CodeConfidenceWhat it looks for
explicit_outcomeHighThe SDK's EpisodeOutcome typed-metadata payload reports success=False. The user's own ground-truth label - whatever check ran inside the rollout decided the run failed.
failure_reason_in_metadataHighAn exception was caught by Episode.__exit__ or the ROS 2 live-record context manager and stamped into metadata.failure_reason. We surface the first line of the traceback verbatim.
adapter_upload_errorHighThe robot run completed, but an adapter (ros2 / lerobot / gymnasium / generic) couldn't ship the bytes to object storage. Distinct from a policy bug - check R2 connectivity first, not the policy.
replay_regressionHighThe episode is a replay candidate (source="replay" with metadata.eval_run_id), and its eval_results metrics show it regressed against the baseline. The deploy gate would block this candidate.
verification_failedHighA verification_results row references this episode as a candidate with status="fail". The CI gate (robotrace verify check) will exit non-zero until the scenario passes.
battery_lowMediumAny Battery typed-metadata payload reports percent < 15. Robots in brownout regularly show degraded actuation, IMU drift, and dropped comms - any of which read as policy failures.
gymnasium_truncatedMediummetadata.terminated === false && metadata.truncated === true. The env hit its time limit without termination - the classic "policy got stuck or wanders" RL failure mode.
duration_anomalyLowduration_s < 50% of the median of the last successful runs from the same robot (≥5 samples). Suggests e-stop, manual abort, env timeout, or an exception we couldn't capture explicitly.
status_failed_no_reasonLowCatch-all - status is failed but nothing above fired. Tells you "we couldn't pin it down" so the analyzer always says something on a failed episode.

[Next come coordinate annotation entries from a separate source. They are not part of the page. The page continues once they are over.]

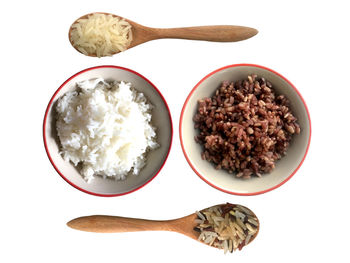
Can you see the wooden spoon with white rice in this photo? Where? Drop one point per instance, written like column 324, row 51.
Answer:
column 226, row 226
column 104, row 34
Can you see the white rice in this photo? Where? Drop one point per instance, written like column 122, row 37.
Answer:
column 106, row 128
column 101, row 35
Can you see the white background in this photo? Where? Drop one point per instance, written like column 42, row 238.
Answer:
column 305, row 219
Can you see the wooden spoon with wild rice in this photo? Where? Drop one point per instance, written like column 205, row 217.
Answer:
column 138, row 34
column 226, row 226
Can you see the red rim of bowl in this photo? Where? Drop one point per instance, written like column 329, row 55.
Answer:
column 50, row 104
column 188, row 159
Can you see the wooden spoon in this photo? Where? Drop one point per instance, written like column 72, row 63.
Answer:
column 221, row 33
column 115, row 224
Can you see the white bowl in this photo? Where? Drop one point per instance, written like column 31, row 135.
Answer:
column 221, row 179
column 161, row 119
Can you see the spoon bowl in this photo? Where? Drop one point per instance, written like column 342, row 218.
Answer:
column 185, row 225
column 142, row 34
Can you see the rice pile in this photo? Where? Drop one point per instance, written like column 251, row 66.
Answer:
column 226, row 227
column 101, row 35
column 106, row 128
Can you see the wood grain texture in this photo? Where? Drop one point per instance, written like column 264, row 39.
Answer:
column 220, row 33
column 117, row 224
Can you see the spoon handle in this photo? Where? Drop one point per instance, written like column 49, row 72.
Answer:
column 208, row 33
column 115, row 224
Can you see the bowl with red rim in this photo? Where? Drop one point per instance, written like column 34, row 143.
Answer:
column 155, row 159
column 285, row 168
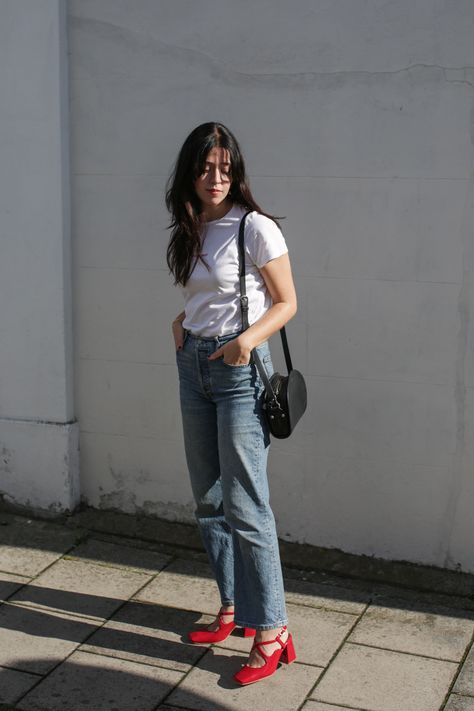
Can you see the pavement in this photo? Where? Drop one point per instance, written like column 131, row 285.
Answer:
column 94, row 617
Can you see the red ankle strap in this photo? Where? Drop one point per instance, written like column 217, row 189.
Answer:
column 271, row 641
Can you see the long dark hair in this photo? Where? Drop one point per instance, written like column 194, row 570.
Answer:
column 184, row 248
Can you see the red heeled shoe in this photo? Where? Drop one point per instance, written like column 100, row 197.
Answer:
column 225, row 628
column 249, row 675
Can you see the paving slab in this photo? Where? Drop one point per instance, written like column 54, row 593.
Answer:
column 465, row 681
column 10, row 583
column 80, row 588
column 318, row 706
column 28, row 546
column 330, row 597
column 460, row 703
column 433, row 632
column 143, row 632
column 185, row 584
column 35, row 641
column 209, row 686
column 97, row 682
column 119, row 555
column 14, row 684
column 317, row 634
column 382, row 680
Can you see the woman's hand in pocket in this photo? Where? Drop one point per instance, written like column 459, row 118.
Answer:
column 235, row 352
column 178, row 333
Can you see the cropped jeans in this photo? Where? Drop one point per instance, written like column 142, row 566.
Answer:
column 226, row 443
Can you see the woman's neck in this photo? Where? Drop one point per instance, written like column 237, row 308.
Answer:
column 211, row 213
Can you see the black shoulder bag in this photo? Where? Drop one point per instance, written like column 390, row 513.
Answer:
column 285, row 396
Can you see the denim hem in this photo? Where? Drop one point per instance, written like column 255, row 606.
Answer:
column 250, row 625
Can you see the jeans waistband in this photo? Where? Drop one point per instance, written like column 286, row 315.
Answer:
column 213, row 339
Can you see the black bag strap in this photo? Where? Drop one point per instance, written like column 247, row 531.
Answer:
column 244, row 307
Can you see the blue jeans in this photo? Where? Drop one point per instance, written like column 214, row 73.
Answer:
column 226, row 442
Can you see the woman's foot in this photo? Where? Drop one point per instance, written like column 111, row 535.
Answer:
column 218, row 630
column 268, row 648
column 255, row 658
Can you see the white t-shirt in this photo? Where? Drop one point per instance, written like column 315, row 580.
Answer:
column 211, row 296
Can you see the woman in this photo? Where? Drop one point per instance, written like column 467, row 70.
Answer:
column 225, row 434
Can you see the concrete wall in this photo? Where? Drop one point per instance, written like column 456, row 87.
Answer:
column 39, row 465
column 356, row 118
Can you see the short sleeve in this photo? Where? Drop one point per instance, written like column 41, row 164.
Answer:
column 263, row 239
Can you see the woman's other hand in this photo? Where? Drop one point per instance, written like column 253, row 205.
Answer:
column 235, row 352
column 178, row 331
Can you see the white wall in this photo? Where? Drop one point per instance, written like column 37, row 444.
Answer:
column 356, row 119
column 39, row 466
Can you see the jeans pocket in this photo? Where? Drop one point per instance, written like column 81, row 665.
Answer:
column 235, row 366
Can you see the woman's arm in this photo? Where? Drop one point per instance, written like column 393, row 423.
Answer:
column 178, row 330
column 279, row 282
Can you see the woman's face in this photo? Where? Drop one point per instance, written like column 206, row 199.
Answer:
column 212, row 187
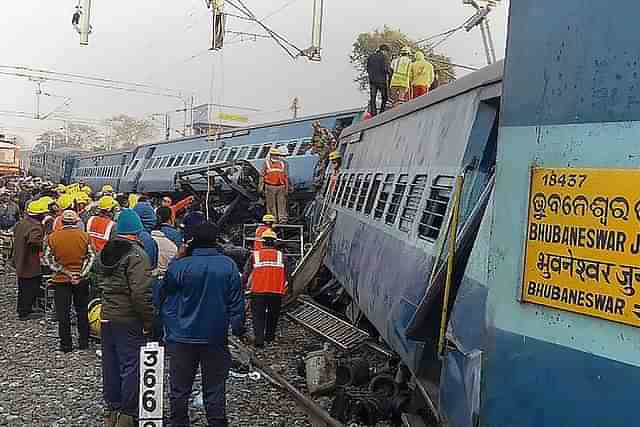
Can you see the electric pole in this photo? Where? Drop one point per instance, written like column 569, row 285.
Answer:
column 295, row 107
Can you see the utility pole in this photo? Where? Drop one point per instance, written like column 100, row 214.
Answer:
column 480, row 20
column 295, row 107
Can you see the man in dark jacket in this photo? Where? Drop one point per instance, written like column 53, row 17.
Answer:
column 124, row 277
column 379, row 71
column 204, row 297
column 28, row 239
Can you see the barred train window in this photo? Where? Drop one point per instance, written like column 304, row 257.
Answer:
column 436, row 208
column 348, row 189
column 377, row 180
column 396, row 199
column 363, row 192
column 341, row 187
column 354, row 194
column 412, row 203
column 384, row 196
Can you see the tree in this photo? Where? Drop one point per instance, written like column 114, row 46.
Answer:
column 71, row 135
column 127, row 131
column 368, row 43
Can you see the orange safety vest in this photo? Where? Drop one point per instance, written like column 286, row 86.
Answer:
column 268, row 276
column 275, row 173
column 99, row 229
column 257, row 244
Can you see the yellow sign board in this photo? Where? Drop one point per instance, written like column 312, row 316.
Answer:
column 233, row 117
column 583, row 242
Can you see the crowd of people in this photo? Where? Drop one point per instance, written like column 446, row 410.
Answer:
column 406, row 77
column 157, row 280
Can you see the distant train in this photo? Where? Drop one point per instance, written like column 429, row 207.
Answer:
column 152, row 168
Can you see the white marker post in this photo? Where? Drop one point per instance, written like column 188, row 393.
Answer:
column 151, row 385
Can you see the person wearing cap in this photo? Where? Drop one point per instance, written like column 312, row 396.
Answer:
column 176, row 209
column 100, row 226
column 70, row 255
column 275, row 175
column 267, row 224
column 167, row 226
column 125, row 280
column 203, row 298
column 28, row 239
column 266, row 275
column 9, row 210
column 149, row 220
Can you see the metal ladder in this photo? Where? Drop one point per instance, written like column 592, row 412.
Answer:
column 344, row 335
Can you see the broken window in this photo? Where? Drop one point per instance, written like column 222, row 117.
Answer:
column 435, row 209
column 412, row 203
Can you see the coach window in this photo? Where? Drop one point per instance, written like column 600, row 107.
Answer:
column 412, row 203
column 356, row 190
column 384, row 196
column 366, row 183
column 264, row 150
column 347, row 191
column 377, row 180
column 435, row 209
column 253, row 152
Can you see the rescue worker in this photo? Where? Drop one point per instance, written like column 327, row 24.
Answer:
column 336, row 163
column 275, row 174
column 100, row 226
column 207, row 286
column 266, row 273
column 70, row 255
column 267, row 224
column 28, row 239
column 400, row 82
column 124, row 277
column 9, row 211
column 167, row 226
column 421, row 76
column 176, row 209
column 379, row 72
column 149, row 220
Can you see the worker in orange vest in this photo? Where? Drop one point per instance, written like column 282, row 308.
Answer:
column 100, row 226
column 275, row 174
column 267, row 224
column 267, row 274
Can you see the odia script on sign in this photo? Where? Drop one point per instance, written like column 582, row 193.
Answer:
column 583, row 242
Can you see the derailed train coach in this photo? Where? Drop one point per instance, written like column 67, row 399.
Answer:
column 539, row 331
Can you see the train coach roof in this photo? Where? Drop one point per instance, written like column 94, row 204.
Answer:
column 483, row 77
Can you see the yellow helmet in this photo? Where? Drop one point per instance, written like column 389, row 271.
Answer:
column 269, row 218
column 133, row 200
column 38, row 207
column 65, row 201
column 107, row 203
column 269, row 234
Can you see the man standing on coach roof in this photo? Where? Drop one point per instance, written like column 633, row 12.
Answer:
column 28, row 239
column 124, row 277
column 203, row 297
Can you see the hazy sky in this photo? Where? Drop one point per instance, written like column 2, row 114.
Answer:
column 155, row 41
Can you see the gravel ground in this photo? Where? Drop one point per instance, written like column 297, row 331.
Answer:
column 43, row 387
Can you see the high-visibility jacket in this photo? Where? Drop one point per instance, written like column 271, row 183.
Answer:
column 275, row 172
column 99, row 229
column 401, row 66
column 268, row 276
column 257, row 244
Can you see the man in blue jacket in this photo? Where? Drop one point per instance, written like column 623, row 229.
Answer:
column 203, row 297
column 148, row 217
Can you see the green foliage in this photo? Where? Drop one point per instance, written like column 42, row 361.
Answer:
column 368, row 43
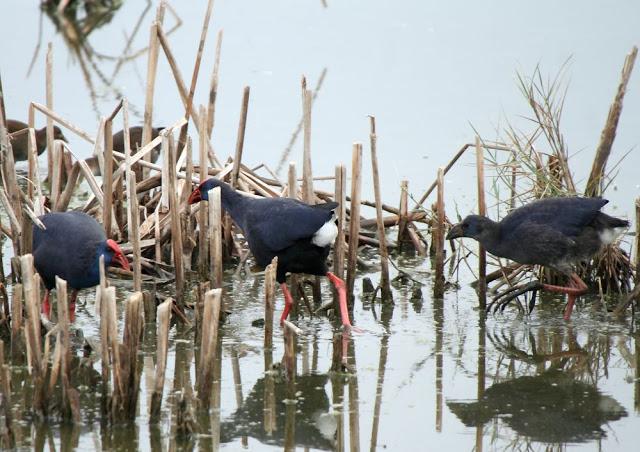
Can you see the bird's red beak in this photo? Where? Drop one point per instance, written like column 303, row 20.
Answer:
column 195, row 196
column 118, row 256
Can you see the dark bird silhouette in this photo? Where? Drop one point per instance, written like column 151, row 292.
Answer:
column 315, row 425
column 554, row 232
column 20, row 141
column 135, row 142
column 552, row 408
column 70, row 248
column 299, row 234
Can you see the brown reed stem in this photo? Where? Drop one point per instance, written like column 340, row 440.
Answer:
column 176, row 232
column 203, row 243
column 242, row 126
column 384, row 253
column 210, row 324
column 594, row 184
column 269, row 303
column 438, row 232
column 152, row 68
column 482, row 210
column 164, row 320
column 354, row 220
column 134, row 228
column 49, row 100
column 215, row 236
column 213, row 89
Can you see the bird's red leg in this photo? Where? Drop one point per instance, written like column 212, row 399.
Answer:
column 576, row 288
column 342, row 297
column 72, row 306
column 288, row 302
column 46, row 307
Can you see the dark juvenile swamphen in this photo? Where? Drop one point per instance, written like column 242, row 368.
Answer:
column 20, row 144
column 553, row 232
column 300, row 235
column 70, row 248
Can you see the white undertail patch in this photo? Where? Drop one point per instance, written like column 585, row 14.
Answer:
column 326, row 235
column 609, row 235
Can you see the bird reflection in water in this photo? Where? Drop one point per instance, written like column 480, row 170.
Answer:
column 560, row 404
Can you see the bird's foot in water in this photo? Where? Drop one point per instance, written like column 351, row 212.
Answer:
column 348, row 329
column 501, row 300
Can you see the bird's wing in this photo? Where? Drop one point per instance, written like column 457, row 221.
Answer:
column 544, row 244
column 566, row 215
column 279, row 223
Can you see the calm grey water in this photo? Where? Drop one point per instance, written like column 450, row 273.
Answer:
column 427, row 71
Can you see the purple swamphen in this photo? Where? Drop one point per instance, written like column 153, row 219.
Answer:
column 300, row 235
column 553, row 232
column 70, row 248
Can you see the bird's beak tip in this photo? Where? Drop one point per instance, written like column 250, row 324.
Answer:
column 195, row 197
column 455, row 232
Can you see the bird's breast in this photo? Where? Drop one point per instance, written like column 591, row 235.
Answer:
column 326, row 235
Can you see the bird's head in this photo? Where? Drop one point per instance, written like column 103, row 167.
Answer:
column 58, row 135
column 113, row 256
column 473, row 226
column 201, row 193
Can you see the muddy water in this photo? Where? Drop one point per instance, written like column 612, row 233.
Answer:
column 429, row 373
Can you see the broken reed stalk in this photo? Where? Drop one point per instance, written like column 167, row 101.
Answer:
column 70, row 395
column 404, row 211
column 6, row 427
column 269, row 303
column 385, row 287
column 152, row 67
column 354, row 220
column 482, row 210
column 106, row 298
column 308, row 195
column 49, row 101
column 636, row 260
column 17, row 346
column 210, row 324
column 134, row 227
column 242, row 126
column 125, row 404
column 594, row 184
column 289, row 360
column 203, row 252
column 215, row 237
column 292, row 187
column 107, row 178
column 176, row 230
column 213, row 90
column 341, row 212
column 438, row 287
column 31, row 286
column 194, row 76
column 164, row 321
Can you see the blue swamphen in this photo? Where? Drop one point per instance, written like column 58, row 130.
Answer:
column 299, row 234
column 554, row 232
column 20, row 144
column 70, row 248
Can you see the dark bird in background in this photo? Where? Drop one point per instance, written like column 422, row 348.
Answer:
column 553, row 232
column 70, row 248
column 552, row 407
column 299, row 234
column 20, row 141
column 135, row 142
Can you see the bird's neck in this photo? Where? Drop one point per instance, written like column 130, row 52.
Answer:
column 41, row 140
column 490, row 238
column 233, row 203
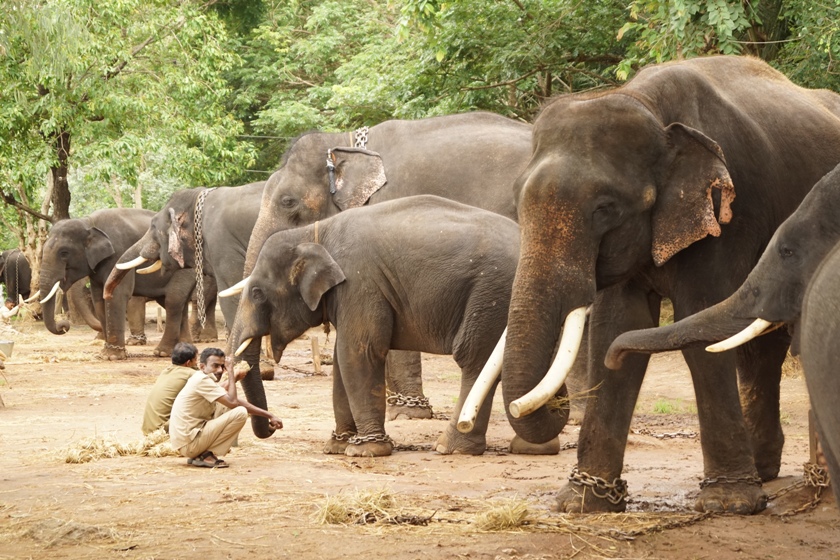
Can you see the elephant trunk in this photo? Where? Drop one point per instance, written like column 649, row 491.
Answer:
column 534, row 326
column 713, row 324
column 47, row 286
column 252, row 383
column 146, row 247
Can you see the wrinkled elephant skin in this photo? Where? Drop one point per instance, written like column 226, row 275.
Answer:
column 669, row 186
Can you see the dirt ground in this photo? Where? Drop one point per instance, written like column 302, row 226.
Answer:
column 57, row 394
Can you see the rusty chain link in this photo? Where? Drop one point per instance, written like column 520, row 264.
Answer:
column 198, row 233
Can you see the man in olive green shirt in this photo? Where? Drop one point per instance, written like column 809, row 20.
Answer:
column 169, row 383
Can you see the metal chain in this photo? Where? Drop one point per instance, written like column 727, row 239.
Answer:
column 752, row 479
column 360, row 135
column 614, row 492
column 371, row 438
column 666, row 435
column 398, row 399
column 198, row 218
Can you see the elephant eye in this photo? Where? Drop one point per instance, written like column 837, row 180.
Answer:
column 257, row 294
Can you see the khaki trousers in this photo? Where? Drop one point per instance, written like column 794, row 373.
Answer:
column 218, row 434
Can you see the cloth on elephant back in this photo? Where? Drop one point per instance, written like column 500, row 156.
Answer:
column 159, row 403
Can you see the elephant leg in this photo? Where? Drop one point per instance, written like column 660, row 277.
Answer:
column 115, row 310
column 136, row 315
column 609, row 409
column 345, row 427
column 732, row 484
column 759, row 374
column 362, row 367
column 403, row 374
column 178, row 291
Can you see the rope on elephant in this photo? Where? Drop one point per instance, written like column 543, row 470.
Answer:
column 815, row 477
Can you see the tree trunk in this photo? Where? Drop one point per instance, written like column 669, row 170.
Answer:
column 61, row 189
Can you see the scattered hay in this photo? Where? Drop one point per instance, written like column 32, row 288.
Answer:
column 57, row 531
column 359, row 507
column 86, row 450
column 510, row 514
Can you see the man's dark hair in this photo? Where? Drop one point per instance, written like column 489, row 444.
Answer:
column 207, row 352
column 183, row 353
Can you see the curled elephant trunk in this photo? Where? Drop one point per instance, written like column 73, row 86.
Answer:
column 711, row 325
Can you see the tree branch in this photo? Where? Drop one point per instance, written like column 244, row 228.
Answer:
column 12, row 201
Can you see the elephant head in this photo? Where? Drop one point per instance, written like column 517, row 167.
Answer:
column 316, row 180
column 281, row 297
column 73, row 250
column 609, row 189
column 169, row 241
column 771, row 295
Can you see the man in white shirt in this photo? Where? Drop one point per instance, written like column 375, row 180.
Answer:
column 193, row 430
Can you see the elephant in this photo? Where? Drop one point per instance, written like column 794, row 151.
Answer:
column 16, row 274
column 819, row 356
column 472, row 158
column 90, row 246
column 418, row 273
column 628, row 198
column 771, row 296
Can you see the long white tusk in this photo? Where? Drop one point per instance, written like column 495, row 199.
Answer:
column 489, row 373
column 234, row 290
column 243, row 346
column 154, row 267
column 755, row 329
column 132, row 264
column 556, row 375
column 51, row 294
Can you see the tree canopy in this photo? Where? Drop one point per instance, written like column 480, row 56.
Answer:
column 121, row 102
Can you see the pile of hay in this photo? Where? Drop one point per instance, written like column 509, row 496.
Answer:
column 86, row 450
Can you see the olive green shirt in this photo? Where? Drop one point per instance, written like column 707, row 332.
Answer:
column 159, row 404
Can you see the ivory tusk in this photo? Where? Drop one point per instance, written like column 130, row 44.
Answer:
column 755, row 329
column 559, row 370
column 489, row 373
column 51, row 294
column 243, row 346
column 234, row 290
column 154, row 267
column 131, row 264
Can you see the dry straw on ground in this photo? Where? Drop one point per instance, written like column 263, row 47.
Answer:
column 85, row 450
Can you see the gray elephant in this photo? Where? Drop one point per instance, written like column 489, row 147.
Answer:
column 418, row 273
column 90, row 246
column 16, row 274
column 471, row 158
column 629, row 197
column 820, row 355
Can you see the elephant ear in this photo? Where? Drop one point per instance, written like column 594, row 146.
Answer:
column 176, row 233
column 314, row 272
column 358, row 174
column 684, row 211
column 98, row 247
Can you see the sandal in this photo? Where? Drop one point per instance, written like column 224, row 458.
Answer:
column 202, row 461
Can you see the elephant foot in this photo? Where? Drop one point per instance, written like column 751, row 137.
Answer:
column 740, row 497
column 408, row 412
column 521, row 447
column 585, row 493
column 453, row 442
column 374, row 445
column 112, row 353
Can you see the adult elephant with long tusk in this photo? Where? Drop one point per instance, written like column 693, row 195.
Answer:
column 771, row 296
column 90, row 246
column 669, row 186
column 472, row 158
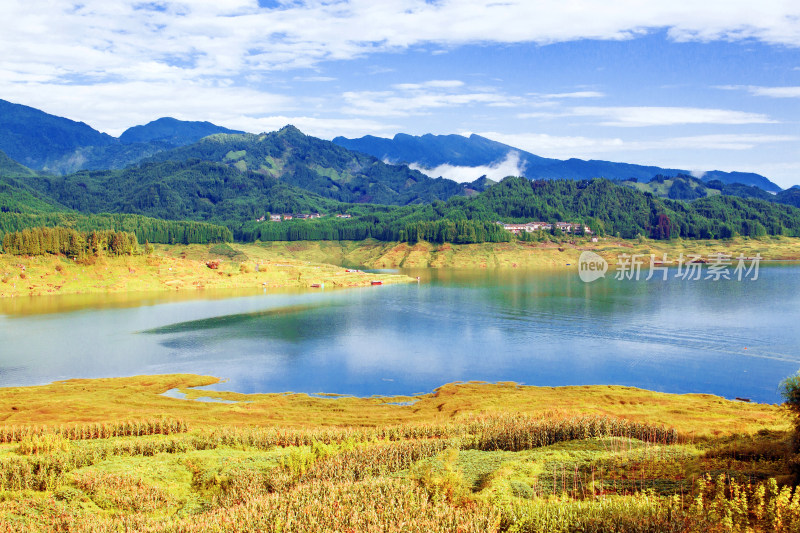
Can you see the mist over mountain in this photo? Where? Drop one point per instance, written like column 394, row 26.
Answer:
column 58, row 145
column 172, row 131
column 452, row 155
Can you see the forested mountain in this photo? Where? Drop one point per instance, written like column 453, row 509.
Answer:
column 430, row 151
column 607, row 208
column 9, row 167
column 190, row 190
column 39, row 140
column 684, row 187
column 172, row 132
column 318, row 166
column 789, row 196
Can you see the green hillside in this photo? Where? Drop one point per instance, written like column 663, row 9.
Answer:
column 318, row 166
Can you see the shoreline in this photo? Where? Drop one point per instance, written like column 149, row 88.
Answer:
column 97, row 401
column 308, row 264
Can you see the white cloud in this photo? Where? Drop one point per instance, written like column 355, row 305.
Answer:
column 207, row 38
column 641, row 116
column 510, row 166
column 418, row 99
column 575, row 94
column 438, row 84
column 776, row 92
column 565, row 147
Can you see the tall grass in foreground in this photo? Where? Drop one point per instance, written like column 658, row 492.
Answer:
column 720, row 505
column 127, row 428
column 374, row 505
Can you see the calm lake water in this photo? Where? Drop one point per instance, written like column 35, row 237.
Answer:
column 728, row 338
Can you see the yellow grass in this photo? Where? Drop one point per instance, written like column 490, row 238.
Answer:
column 140, row 397
column 376, row 254
column 170, row 268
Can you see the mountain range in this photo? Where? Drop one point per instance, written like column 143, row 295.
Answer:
column 59, row 145
column 431, row 151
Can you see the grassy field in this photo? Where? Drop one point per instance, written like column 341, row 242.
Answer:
column 116, row 455
column 376, row 254
column 172, row 268
column 301, row 264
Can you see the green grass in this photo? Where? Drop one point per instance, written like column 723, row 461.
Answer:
column 216, row 478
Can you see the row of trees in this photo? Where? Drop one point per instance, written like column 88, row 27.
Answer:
column 69, row 242
column 146, row 229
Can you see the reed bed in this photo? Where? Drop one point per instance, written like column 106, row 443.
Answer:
column 523, row 432
column 123, row 493
column 510, row 432
column 128, row 428
column 625, row 477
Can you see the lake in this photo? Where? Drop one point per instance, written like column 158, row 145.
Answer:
column 730, row 338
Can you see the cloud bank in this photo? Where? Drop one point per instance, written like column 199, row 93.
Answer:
column 509, row 166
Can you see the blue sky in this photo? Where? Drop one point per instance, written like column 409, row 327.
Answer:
column 679, row 84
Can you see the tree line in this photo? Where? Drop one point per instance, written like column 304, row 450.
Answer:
column 146, row 229
column 69, row 242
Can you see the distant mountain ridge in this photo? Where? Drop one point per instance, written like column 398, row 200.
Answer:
column 172, row 131
column 430, row 151
column 316, row 165
column 58, row 145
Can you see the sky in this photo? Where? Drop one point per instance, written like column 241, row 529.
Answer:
column 683, row 84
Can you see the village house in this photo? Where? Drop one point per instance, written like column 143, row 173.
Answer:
column 530, row 227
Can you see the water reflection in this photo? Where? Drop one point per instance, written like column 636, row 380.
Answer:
column 728, row 338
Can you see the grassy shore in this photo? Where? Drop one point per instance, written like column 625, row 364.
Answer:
column 172, row 268
column 117, row 455
column 302, row 264
column 549, row 255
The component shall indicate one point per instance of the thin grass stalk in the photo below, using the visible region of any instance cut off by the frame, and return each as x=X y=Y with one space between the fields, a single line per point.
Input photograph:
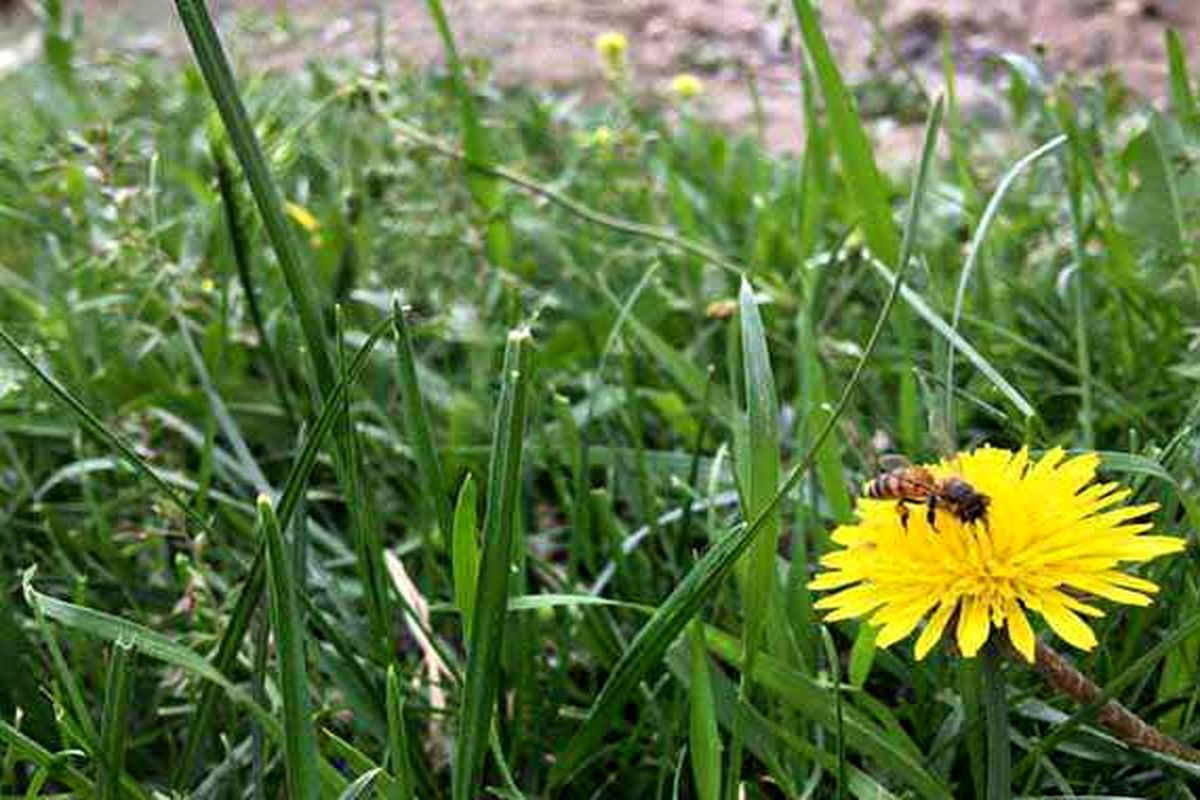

Rules are pure functions. New ones slot in without touching the harness; existing codes never change meaning. When the rule set changes meaningfully we bump analyzer_version, and stale analyses show a "v1 available" pill in the card prompting a re-run.

Anatomy of a finding

Each finding is a structured object with these fields:

{
  "code": "replay_regression",
  "title": "Candidate failed where baseline succeeded",
  "description": "This episode is a replay candidate and its eval-results metrics show worse performance than the baseline. The deploy gate (verify check) will block any candidate carrying this regression.",
  "confidence": "high",
  "evidence": {
    "eval_run_id": "e2…",
    "baseline_episode_id": "b1…",
    "success_delta": -1.0,
    "reward_delta": -0.42
  },
  "suggested_action": "Open the eval run, side-by-side the baseline vs candidate timelines, and look for the moment where the action trajectories diverge."
}

The portal renders that as a card row with a confidence pill, the title, the description, an evidence grid, and a "next step" suggestion. Same shape regardless of which rule fired.

What it won't tell you (yet)

V1 is metadata-only by design. Things the analyzer doesn't do today:

  • Read NPZ sensor / action data. It only inspects what's in the jsonb metadata bag plus joined eval/verify rows. The next iteration will sign GET URLs for the sensor blob and compute joint-effort spikes, IMU shocks, and OOD share over the observation distribution.
  • Write a narrative summary. The findings are structured; a future LLM layer will read the same rows and produce a paragraph-length explanation on top.
  • Backfill historical failures. Episodes that failed before the analyzer shipped don't have an analysis row. Re-run from the admin actions menu (per-episode) - a backfill cron is not in V1.

Audit + visibility

Every analyzer run writes a row to audit_log:

  • failure_analysis.completed - normal path, with finding_codes and analyzer_version in the metadata column.
  • failure_analysis.errored - the harness caught an exception but persisted whatever findings it could.

Filter to Failure analysis on /admin/audit to see them in context.

Privacy

The analyzer runs server-side inside the existing Vercel deployment. No external services, no LLM calls in V1. Findings are written to the failure_analyses table with the same RLS shape as eval_results - org members see their own client's analyses, admins see all of them via the service role.